Er bestaat nauwelijks een verband tussen de ICT-vaardigheden van docenten en het inzetten van de computer in hun lessen. Dat stelt Alfons ten Brummelhuis, onderzoeker aan de Universiteit Twente, naar aanleiding van de resultaten van de ICT-Onderwijsmonitor 1999. Het overheidsbeleid dat erop gericht is de computervaardigheden van docenten te verbeteren, is dan ook weinig efficiënt.
Tijdens een presentatie op de conferentie ‘ICT in de onderwijspraktijk’ in Ede, stelde Ten Brummelhuis op basis van zijn empirische onderzoeksgegevens vast dat het aanleren van algemene computervaardigheden een weinig doelmatige manier is om het computergebruik door leraren te bevorderen.
Maar het beleid van de overheid is hier wel op gebaseerd. Het ministerie van Onderwijs, Cultuur en Wetenschappen (OC&W) wil zoveel mogelijk leraren leren omgaan met de computer, in de verwachting dat de PC vervolgens ook daadwerkelijk toegepast wordt in het onderwijs. Het is de bedoeling dat over een aantal jaren alle docenten beschikken over het Digitaal Rijbewijs Onderwijs. In dit rijbewijs staan de algemene computervaardigheden centraal, maar is nauwelijks aandacht voor de onderwijskundige, organisatorische en didactische aspecten van educatief computergebruik. ‘Als we ze nu maar helpen ICT in de vingers te krijgen dan gaan ze de computer ook in de klas gebruiken’, is de redenering achter het huidige overheidsbeleid. Of men hiermee ook het gewenste effect bereikt, is echter de vraag.
Inzetten
Ten Brummelhuis ziet weinig aanleiding om te verwachten dat een leraar die uitstekend met de PC kan omgaan, in staat is de computer adequaat bij het lesgeven in te zetten. Dit zijn namelijk fundamenteel verschillende vaardigheden. Het belangrijkste verschil tussen persoonlijk en onderwijskundig gebruik betreft de didactische-organisatorische vaardigheden. Hoe gebruik je bijvoorbeeld de computer in het studiehuis en hoe zet je de PC in als er geen sprake is van klassikale lessen?
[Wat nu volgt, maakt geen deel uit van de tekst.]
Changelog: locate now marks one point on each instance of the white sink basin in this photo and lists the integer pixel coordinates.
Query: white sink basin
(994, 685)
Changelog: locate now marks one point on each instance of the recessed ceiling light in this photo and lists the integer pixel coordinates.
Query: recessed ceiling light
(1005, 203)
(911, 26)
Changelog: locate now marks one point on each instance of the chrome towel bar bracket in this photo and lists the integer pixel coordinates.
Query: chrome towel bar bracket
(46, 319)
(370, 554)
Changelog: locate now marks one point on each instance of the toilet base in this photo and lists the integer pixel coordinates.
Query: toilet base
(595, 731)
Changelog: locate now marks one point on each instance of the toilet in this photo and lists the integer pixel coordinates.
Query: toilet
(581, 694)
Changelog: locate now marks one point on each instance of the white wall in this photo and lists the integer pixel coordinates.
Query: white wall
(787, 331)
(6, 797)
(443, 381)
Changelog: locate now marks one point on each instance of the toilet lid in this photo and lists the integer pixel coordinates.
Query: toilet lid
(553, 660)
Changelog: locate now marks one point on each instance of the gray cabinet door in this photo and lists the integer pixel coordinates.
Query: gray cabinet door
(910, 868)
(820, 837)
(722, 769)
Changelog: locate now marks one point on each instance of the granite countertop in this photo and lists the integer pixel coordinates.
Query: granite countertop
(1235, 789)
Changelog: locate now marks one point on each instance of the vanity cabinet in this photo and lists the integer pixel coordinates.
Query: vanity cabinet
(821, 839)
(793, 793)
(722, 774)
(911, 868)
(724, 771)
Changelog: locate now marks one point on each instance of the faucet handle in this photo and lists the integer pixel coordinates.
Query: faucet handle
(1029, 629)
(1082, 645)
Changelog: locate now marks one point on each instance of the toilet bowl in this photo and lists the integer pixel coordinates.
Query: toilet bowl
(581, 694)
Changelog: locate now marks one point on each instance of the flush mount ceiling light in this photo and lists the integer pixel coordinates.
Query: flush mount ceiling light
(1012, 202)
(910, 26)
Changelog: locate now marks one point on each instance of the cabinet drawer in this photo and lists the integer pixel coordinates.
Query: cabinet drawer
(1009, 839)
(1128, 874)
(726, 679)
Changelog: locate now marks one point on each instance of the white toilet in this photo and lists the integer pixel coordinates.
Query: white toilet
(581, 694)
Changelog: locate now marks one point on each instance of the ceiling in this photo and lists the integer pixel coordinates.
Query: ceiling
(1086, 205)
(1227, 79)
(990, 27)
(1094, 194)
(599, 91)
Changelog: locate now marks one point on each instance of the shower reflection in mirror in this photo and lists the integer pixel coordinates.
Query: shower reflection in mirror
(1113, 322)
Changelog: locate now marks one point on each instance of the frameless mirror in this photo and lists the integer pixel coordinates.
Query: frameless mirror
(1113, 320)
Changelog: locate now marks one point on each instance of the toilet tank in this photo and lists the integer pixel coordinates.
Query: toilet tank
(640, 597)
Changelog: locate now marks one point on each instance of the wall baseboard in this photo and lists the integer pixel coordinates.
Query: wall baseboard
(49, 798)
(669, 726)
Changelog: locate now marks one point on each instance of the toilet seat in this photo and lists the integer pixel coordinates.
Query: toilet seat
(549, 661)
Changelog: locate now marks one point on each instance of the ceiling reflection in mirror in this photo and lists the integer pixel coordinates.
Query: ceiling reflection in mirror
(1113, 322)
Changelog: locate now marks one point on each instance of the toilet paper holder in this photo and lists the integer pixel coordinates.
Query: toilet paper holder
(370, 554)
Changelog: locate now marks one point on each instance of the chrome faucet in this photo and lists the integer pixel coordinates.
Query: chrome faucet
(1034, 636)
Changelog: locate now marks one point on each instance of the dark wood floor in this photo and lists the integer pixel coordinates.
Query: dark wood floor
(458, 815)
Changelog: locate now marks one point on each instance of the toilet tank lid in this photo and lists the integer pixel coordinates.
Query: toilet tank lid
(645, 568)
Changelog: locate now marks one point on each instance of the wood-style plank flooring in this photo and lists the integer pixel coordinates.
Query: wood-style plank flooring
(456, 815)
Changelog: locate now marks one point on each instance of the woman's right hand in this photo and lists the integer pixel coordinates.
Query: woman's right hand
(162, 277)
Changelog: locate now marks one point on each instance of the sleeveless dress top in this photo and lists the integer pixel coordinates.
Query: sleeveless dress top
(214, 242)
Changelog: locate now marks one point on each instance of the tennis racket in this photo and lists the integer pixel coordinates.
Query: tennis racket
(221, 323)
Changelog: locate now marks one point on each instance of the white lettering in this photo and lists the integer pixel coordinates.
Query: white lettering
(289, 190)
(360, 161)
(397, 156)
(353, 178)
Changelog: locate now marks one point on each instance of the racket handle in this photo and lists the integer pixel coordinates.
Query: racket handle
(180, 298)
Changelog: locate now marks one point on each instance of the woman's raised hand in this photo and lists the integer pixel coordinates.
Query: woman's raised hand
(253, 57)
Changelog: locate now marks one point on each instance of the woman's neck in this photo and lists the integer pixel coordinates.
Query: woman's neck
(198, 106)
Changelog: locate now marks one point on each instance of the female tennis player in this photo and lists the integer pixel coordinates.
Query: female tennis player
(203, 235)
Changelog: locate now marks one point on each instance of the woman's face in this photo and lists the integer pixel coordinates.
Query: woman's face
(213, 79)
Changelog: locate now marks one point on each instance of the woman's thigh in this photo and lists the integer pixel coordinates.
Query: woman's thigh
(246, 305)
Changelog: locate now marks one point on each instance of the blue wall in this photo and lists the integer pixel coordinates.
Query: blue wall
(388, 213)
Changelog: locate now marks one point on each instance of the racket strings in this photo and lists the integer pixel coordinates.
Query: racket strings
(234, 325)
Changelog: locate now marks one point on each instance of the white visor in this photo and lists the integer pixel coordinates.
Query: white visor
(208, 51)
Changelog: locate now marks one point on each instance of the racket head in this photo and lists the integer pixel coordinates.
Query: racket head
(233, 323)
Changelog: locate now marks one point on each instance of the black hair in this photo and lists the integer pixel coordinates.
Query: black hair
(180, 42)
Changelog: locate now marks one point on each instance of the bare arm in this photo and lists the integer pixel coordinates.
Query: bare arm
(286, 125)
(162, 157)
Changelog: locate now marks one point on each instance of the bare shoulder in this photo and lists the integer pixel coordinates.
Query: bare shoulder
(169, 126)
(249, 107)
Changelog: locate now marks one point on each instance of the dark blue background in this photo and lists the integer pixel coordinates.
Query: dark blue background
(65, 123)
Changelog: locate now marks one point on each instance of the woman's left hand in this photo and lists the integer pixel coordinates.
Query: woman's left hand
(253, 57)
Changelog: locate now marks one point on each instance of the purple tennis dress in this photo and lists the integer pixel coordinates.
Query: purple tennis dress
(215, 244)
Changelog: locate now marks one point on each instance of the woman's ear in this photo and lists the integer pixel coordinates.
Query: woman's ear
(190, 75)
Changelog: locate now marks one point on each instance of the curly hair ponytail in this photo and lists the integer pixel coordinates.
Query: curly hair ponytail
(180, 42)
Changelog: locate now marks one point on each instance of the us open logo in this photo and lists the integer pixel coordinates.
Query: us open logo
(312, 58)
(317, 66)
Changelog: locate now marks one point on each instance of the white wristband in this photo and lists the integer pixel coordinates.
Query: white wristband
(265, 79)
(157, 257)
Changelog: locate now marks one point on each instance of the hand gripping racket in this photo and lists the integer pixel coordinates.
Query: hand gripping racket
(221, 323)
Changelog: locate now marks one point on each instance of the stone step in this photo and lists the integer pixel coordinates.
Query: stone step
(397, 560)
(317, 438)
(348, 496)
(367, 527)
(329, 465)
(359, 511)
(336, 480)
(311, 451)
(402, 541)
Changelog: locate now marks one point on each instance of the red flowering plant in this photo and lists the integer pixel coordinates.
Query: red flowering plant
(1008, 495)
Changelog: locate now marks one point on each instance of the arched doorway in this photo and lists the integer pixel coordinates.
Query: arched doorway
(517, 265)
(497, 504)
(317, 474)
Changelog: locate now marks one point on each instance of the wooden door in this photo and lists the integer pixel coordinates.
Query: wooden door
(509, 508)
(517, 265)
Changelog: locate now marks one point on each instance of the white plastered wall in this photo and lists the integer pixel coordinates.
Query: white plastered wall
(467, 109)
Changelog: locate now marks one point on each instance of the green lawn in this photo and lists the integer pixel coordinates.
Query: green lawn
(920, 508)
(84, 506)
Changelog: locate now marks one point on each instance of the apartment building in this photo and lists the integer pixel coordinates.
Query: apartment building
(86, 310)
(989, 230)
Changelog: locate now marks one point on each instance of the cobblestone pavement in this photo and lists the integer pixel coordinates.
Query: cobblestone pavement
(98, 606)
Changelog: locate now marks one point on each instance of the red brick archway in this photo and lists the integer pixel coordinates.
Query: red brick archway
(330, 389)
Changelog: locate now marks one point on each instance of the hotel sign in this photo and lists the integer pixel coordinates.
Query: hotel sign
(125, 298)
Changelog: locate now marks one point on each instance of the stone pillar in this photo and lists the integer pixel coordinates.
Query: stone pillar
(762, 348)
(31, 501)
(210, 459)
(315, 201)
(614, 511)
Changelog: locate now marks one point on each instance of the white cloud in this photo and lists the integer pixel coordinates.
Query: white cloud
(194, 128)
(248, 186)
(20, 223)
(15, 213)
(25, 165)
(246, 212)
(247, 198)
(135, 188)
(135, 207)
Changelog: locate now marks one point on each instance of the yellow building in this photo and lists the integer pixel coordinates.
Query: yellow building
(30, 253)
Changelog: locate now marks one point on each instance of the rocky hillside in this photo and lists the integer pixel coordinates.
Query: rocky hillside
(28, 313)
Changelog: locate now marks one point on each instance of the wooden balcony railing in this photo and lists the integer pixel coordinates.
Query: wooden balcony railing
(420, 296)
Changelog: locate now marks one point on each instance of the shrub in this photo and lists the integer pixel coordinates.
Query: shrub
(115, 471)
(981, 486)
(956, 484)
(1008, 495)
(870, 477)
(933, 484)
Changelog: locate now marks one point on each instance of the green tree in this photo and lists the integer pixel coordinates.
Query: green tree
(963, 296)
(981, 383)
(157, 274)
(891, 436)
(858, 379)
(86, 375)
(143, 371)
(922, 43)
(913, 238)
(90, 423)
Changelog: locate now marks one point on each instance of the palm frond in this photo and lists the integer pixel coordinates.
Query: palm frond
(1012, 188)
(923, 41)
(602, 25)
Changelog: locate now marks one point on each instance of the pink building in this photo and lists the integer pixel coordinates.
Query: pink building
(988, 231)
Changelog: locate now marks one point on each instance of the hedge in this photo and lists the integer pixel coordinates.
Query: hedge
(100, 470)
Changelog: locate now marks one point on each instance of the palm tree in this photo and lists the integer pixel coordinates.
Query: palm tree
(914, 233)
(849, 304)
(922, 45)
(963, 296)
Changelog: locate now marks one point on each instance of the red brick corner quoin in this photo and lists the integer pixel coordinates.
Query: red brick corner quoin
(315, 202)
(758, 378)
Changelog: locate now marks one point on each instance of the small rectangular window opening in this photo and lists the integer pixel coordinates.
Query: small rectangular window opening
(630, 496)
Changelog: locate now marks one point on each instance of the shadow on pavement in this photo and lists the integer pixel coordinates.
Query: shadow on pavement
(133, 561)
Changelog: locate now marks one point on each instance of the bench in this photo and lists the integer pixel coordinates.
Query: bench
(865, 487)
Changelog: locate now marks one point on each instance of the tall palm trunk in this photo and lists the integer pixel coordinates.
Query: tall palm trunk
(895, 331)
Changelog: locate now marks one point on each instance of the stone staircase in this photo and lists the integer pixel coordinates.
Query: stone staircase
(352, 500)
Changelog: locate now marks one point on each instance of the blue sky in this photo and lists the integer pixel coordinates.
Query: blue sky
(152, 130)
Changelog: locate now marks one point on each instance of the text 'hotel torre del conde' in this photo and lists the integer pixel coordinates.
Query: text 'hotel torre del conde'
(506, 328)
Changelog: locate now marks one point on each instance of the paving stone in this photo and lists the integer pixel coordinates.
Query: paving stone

In de praktijk is het inzetten van ICT door leerkrachten geen logische vervolgstap op het eigen PC-gebruik buiten de les. Zo zijn er volgens ten Brummelhuis veel leerkrachten in het basisonderwijs die de PC buiten de school niet zelf gebruiken, maar hun leerlingen er wel dagelijks mee laten werken.
Stagnatie
Volgens het door de Universiteit Twente uitgevoerde onderzoek steeg het aantal computers per leerling in het primair onderwijs van één PC op 27 leerlingen in 1998 naar één computer per zeventien leerlingen in 1999. In het voortgezet onderwijs is inmiddels een PC voor zestien leerlingen beschikbaar tegen één computer per twintig leerlingen in 1998.
Ondertussen blijkt dat 90 procent van de leerkrachten op basisscholen wekelijks de computer gebruiken. In het voortgezet onderwijs stagneert het gebruik nog steeds. Minder dan een op de vijf leraren geeft te kennen de computer wekelijks te gebruiken. Dit is slechts een fractie hoger dan in de afgelopen jaren. Als oorzaak wordt vaak de gebrekkige ICT-kennis van de leraren genoemd.